In 2016, on a public tour at the headquarters of the three main Communist Party and state news organizations, Xi declared that “all news media run by the Party must work to speak for the Party’s will and its propositions, and protect the Party’s authority and unity.” That edict aligned with a Party statement, made a year later, after its nineteenth National Congress, that “government, military, civilian, and academic; east, west, south, north, and center, the Party leads everything.” China’s Communist Party is marking its centenary this week, and it seems to be celebrating with a return to primitive orthodoxy; not since the days of Mao has society been so tightly monitored. The Party is also waging a campaign against “historical nihilism,” which it defines as any discussion or research that challenges the official version of the past, on the ground that “history has chosen the Communist Party.” Online, censors have deleted some two million posts that they considered to be “distorting” Party history.
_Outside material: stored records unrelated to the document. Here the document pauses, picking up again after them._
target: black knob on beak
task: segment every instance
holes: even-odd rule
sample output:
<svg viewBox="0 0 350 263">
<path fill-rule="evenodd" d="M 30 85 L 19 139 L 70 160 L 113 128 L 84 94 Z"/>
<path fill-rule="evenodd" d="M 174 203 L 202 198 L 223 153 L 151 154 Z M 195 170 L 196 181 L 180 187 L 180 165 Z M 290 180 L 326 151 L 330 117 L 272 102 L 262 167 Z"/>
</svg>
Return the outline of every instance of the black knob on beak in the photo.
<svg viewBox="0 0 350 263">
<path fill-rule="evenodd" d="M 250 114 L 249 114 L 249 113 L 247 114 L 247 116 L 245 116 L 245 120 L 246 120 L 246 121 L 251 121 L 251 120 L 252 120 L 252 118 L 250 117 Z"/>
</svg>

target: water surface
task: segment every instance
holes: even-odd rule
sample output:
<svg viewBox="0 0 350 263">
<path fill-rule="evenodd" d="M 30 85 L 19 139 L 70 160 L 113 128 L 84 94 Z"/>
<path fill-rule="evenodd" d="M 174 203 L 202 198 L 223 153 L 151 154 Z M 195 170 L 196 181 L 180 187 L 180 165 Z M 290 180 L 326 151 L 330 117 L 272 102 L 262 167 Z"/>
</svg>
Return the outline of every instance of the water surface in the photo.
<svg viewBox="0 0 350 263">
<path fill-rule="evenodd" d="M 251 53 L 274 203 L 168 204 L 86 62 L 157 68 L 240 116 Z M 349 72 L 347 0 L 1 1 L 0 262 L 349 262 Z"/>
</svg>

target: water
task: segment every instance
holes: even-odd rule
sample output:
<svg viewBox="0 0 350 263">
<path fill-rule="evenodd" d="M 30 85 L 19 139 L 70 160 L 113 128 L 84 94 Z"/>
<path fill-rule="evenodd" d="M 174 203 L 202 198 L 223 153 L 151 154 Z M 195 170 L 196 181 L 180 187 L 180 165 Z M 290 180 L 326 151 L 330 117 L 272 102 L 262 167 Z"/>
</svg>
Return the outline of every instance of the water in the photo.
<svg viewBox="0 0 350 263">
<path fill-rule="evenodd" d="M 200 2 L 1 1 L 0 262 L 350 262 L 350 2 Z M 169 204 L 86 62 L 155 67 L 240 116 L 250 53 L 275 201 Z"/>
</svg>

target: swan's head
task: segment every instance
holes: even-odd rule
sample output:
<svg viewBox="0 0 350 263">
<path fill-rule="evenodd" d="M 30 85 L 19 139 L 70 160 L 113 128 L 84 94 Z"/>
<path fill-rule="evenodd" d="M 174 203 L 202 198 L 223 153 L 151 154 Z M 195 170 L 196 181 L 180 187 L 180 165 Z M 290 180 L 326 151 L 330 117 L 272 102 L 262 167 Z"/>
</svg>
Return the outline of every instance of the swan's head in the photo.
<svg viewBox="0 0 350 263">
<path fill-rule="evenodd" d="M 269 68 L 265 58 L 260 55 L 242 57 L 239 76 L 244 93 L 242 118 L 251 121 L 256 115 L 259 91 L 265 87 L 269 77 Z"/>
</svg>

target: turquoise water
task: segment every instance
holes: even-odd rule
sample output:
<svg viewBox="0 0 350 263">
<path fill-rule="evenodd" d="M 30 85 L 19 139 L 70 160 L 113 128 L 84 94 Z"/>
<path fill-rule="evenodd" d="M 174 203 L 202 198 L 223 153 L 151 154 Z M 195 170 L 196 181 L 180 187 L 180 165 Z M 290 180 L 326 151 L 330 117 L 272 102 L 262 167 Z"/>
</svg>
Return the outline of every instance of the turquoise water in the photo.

When I was in Hong Kong I visited Lee Yee, a prominent political commentator who had been involved with Apple Daily since its inception. At the time, he was writing a regular column for the newspaper, and told me that he didn’t know whether resistance would be futile, but that the act of resistance was important in and of itself. Last week, he posted a tribute to the newspaper. “As an editor and as a writer, I have enjoyed a long career and it's only because I’ve always been based in Hong Kong,” he wrote. “It’s also why I’ve been able to reach old age with few regrets.”

He continued, “As I’ve learned more about the ugly side of human nature, I’ve also come to realize that it’s all but impossible for truth to defeat raw power. Yet the human quest for freedom can never be quashed. Even if the power-holders might appear to succeed, freedom itself will remain irrepressible. Power can never unseat truth.”